Aspirin is one of the most well-known medicines in history, a staple of medicine cabinets for decades. For many people, it’s been used to alleviate pains and aches and to prevent heart problems for years. However, recently, old guidance about taking aspirin on a daily basis has changed. There are several reasons behind this shift in thinking.
1 — Aspirin Can Reduce Inflammation
Aspirin became the first over-the-counter pain medication and fever reliever in 1899. It works by inhibiting prostaglandins, which control aches and inflammation. It’s a NSAID (non-steroidal anti-inflammatory drug), which is similar to Advil and Motrin.
2 — Aspirin May Reduce Your Risk of Heart Attack or Stroke
If you’ve had a stroke or heart attack, your doctor might prescribe you a low dose of aspirin for you to use as a preventative measure. However, unless your doctor advises it, you shouldn’t take daily aspirin. Continue reading to discover why this is the case.
3 — Aspirin Might Increase Bleeding Risk
The U.S. Preventive Services Task Force recently changed its advice on taking daily aspirin, which was formerly recommended to reduce the chance of heart disease. Taking daily aspirin, however, can raise the risk of significant bleeding, particularly in the intestines, stomach, and brain. The USPSTF has changed its position on aspirin use for people over 60. Today, the organization no longer recommends that individuals older than 60 take daily aspirin, and that they do so on a case-by-case basis. The panel’s advice does not apply to those who have been taking aspirin daily or have had a heart attack previously. If you’ve been taking aspirin every day, talk with your physician before making any adjustments to your regimen.

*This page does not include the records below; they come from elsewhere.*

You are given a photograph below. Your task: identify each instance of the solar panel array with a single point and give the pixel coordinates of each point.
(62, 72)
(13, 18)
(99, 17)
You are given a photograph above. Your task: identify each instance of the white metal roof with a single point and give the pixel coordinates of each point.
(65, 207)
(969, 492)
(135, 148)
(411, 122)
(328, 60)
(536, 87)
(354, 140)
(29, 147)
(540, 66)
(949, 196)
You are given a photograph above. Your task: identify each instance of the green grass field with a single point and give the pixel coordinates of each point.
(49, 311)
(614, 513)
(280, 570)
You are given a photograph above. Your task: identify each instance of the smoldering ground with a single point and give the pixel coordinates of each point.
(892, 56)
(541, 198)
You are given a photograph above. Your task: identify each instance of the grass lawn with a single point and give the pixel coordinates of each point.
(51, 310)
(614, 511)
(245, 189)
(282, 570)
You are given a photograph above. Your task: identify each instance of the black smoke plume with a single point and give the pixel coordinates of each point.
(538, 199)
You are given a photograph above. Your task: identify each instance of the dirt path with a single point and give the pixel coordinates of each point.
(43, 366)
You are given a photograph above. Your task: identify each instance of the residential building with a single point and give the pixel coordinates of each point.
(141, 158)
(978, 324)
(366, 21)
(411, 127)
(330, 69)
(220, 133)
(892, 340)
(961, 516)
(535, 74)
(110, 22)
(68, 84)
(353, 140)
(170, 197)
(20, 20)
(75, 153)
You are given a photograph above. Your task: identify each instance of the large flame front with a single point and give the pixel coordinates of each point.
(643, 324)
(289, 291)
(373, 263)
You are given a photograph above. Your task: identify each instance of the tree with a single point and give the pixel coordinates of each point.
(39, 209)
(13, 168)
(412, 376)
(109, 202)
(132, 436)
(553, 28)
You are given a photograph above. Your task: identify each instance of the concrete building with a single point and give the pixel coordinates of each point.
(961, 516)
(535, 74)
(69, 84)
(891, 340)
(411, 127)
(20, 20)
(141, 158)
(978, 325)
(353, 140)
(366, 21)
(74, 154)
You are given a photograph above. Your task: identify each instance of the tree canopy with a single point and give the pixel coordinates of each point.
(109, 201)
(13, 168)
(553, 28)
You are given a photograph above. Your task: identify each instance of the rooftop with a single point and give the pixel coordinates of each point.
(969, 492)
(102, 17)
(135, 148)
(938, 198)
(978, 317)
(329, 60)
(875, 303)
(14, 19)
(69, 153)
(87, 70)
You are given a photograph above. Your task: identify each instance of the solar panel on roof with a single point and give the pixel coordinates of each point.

4 — Aspirin may Cause Stomach Ulcers
Aspirin can irritate the stomach’s mucosa, producing discomfort, ulcers, and bleeding. People who are older, have stomach ulcers, consume alcohol, or use blood-thinning medications are more at risk.
5 — Aspirin Can cause Serious Illness in Children and Teens
According to experts, aspirin should not be given to children or teenagers recovering from chickenpox or influenza-like symptoms. Reye’s Syndrome, a serious disease that causes brain and liver swelling, can develop as a result of aspirin usage. Children and teenagers who are recovering from a viral infection are most susceptible.